The article by Jeffrey Silber et al. (2010) in this issue of Health Services Research can contribute to a better understanding of how to improve quality and reduce costs in U.S. health care. They use data on Medicare beneficiaries undergoing major vascular, orthopedic, and general surgical procedures at U.S. acute care hospitals. Their primary results are that when a Dartmouth measure of end-of-life hospital resource use—or as they call it, “aggressiveness”—is higher, 30-day surgical mortality rates and the relative risk of failure to rescue (having a complication and dying) were lower. In other words, hospitals spending more on their chronically ill patients near death also experienced better outcomes among surgical patients.
There is much to admire in the study. The quality of the statistical analysis is very high and they do a commendable job of risk adjustment at the individual level. The failure-to-rescue quality measure is clinically meaningful and well validated. And we certainly approve of their using the Dartmouth end-of-life hospital measures.

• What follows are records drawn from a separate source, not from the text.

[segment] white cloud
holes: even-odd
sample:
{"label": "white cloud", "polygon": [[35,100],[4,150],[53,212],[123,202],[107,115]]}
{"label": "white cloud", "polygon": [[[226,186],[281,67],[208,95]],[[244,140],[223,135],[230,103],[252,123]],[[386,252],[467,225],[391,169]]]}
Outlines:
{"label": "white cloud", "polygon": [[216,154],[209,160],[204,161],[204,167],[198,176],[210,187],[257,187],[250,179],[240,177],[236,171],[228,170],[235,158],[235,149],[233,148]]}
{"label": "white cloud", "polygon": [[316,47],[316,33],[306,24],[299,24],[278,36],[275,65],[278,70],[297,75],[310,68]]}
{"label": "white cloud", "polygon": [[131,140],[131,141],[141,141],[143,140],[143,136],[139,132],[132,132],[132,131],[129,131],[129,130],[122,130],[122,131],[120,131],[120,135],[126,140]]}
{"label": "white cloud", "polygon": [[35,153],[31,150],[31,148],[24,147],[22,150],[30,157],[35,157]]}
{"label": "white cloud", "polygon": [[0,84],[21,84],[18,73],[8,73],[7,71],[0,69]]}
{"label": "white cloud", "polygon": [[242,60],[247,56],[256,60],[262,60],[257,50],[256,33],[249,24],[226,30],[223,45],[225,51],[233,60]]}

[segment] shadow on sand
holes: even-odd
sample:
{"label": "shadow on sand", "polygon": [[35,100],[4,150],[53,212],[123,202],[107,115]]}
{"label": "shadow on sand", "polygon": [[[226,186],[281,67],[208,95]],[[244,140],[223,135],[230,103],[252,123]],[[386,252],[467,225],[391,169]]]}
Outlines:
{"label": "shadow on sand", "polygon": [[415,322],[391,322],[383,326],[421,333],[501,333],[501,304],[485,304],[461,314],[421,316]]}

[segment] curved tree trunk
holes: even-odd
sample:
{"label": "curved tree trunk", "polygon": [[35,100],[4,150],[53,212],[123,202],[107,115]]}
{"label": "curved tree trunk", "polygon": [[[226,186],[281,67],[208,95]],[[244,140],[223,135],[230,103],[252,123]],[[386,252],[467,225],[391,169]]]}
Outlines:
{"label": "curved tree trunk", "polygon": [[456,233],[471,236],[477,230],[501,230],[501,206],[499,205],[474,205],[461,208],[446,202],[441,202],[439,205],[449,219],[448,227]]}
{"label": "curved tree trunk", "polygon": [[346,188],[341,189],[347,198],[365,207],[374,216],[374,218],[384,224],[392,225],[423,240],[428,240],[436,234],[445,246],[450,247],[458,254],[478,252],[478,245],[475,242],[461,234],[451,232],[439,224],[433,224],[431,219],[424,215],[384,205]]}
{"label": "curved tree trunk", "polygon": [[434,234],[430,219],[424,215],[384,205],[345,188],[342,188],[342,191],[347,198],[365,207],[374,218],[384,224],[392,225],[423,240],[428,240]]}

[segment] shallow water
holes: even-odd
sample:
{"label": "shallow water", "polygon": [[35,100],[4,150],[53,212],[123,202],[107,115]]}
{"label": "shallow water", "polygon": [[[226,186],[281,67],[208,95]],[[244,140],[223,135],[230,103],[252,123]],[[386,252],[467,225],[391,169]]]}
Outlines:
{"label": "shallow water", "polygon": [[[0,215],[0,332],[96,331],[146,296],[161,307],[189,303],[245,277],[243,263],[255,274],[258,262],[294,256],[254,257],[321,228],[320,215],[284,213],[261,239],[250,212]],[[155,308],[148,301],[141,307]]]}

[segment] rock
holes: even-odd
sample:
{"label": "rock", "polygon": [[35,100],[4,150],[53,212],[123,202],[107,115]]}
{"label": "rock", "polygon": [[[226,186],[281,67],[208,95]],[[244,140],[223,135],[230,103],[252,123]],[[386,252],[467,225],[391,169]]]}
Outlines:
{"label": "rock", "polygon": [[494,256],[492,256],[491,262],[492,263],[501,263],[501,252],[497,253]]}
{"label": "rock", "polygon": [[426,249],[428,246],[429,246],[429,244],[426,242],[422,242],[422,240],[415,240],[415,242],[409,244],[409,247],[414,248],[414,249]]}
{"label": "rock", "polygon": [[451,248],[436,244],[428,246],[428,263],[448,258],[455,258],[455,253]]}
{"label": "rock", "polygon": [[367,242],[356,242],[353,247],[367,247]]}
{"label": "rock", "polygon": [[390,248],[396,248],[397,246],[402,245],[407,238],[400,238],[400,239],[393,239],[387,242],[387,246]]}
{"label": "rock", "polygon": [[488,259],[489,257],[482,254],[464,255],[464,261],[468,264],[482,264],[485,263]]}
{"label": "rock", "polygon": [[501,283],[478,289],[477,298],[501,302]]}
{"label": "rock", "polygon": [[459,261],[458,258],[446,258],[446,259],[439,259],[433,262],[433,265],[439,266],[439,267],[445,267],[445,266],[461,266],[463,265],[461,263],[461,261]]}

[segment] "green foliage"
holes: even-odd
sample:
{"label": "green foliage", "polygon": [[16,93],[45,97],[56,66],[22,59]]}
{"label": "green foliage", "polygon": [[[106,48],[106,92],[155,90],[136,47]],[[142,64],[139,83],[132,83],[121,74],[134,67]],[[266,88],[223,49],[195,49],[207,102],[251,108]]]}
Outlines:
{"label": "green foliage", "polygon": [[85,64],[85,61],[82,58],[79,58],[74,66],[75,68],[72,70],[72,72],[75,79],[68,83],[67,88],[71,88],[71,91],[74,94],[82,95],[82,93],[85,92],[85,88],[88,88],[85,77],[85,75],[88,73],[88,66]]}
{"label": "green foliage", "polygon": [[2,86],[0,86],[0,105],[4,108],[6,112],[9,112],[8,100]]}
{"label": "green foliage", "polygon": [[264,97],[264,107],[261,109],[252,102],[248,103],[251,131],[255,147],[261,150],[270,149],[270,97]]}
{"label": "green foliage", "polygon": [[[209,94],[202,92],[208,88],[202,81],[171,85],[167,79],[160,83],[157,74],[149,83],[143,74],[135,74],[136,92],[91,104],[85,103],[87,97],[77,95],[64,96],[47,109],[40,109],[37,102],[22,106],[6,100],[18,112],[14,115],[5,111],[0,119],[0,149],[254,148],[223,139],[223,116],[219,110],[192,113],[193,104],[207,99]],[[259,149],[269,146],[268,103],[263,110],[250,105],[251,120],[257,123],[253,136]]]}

Our major concern is that the study's results will be interpreted incorrectly. For example, their finding of a modest positive correlation between end-of-life health care intensity and surgical outcomes could be viewed—wrongly—as meaning that any cuts in health care costs must inevitably lead to worse outcomes, or that these results are somehow inconsistent with those found in earlier Dartmouth research. Instead, the conclusions we draw from this and other studies is (a) it is not how much you spend that is important, but how you spend it; (b) overall spending alone explains remarkably little in health outcomes, implying that most hospitals can cut costs without any loss in quality of care; and (c) there is a tremendous degree of inefficiency, in terms of lost lives and wasted dollars, in the U.S. health care system. We believe that these three messages in turn hold important lessons for designing and implementing real health care reform in the United States.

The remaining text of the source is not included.